Come prendersi cura di un invalido nel 2025: beneficiari doppio vantaggio INPS
La notizia sull’aggiornamento legato al trattamento previdenziale da percepire, calza a “pennello” nel periodo storico corrente. La gestione da parte dell’INPS di questo settore è abbastanza in crisi date le sfide dell’inflazione e della stagnazione, per cui si è finalmente compreso che i beneficiari devono aver questo aiuto per sopravvivere nel mondo contemporaneo. Conoscere, informarsi e fare le dovute richieste, sono i passaggi fondamentali per la questione, poiché nulla avviene in automatico e bisogna porre le mosse giuste.
Cosa succede a chi assiste un familiare sottoposto a Regime 104? Potrebbe andare prima in pensione. Nello specifico si riposa anticipando di ben due anni! È un diritto nel vero senso della parola, poiché è diretto a quelle categorie di lavoratori che essendo “fragili”, necessitano delle dovute tutele. Chi assiste un invalido e deve al contempo lavorare e seguire i ritmi della vita, la propria, rientra perfettamente nel caso e nel quadro economico-fiscale delineato.
Primo aspetto da evidenziare è che bisogna prendersi cura di un familiare sottoposto alla legislazione della Legge n. 104 del 1992. Le misure che vi rientrano sono l’APE Sociale e l’Opzione donna.

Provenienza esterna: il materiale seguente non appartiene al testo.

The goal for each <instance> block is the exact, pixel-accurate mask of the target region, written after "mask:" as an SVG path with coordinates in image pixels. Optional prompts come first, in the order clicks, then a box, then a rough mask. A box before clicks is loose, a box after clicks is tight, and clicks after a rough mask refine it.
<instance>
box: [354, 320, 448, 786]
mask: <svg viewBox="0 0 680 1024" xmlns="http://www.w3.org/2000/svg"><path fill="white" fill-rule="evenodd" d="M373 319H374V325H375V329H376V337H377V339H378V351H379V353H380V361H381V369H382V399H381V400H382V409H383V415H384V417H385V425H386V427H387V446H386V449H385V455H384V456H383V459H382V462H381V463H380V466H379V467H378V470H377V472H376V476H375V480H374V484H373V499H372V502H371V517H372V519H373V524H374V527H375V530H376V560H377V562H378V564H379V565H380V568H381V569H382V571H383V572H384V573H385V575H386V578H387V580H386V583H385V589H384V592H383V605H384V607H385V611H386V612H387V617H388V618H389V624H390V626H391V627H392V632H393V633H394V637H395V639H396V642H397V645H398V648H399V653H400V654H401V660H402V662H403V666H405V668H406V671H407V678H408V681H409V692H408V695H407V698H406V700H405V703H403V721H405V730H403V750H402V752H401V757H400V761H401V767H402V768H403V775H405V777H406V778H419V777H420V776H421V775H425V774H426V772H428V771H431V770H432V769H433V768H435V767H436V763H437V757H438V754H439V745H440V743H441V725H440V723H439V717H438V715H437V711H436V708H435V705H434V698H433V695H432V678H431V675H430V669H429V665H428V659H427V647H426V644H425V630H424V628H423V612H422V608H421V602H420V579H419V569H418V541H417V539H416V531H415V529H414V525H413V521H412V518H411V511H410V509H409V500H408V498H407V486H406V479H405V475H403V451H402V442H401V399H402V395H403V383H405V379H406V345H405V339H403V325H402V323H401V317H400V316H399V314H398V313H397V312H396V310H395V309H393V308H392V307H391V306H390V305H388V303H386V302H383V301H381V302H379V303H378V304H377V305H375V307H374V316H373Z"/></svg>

Senza dimenticare che però riesce a sfruttare ciò anche la Quota 41 che riguarda chi ha iniziato a lavorare presto, i cosiddetti lavoratori precoci. Ma quali sono i requisiti richiesti per il pensionamento in anticipo?
Con l’APE Sociale si ha certo a che fare con quella mossa che coinvolge la maggior parte dei lavoratori. È necessario che il soggetto si prenda cura di un familiare con cui convive da almeno 6 mesi. Come se non bastasse, è necessario avere come ulteriore criterio, almeno 63 anni d 5 mesi d’età e aver pagato almeno 30 anni di contributi.
Segue l’Opzione donna che invece richiedere 35 anni di contributi versati e per della categorie specifiche. Appunto, lavoratrici invalide, caregiver e anche le disoccupate. Se si hanno almeno 2 figli, l’età necessaria è 59, per poi salire a 60 anni, se se ne ha solo uno, e 61 per tutte le altre. Diciamo che a primo impatto appare meno vantaggiosa data la necessità di soddisfare una finestra di 12 mesi e il calcolo contributivo potrebbe non essere sempre a favor di quest’ultima.
Infine, entra in gioco la Quota 41 per i lavoratori definiti “precoci”. Per questi bisogna aver versato almeno 12 mesi di contributi prima dei 19 anni. Ancora ci vogliono almeno 41 anni di contributi pagati e l’assistenza dell’invalido.
La misura che farebbe andare “prima in pensione”, si chiama congedo retribuito dal lavoro che dura appunto massimo due anni. Questa è sancita dalla Legge n. 151 del 2001. La richiesta garantisce sia retribuzione che contribuzione per l’arco di tempo in questione. In conclusione, si può smettere prima di lavorare e percepire un’indennità uguale all’ultimo stipendio fino alla pensione.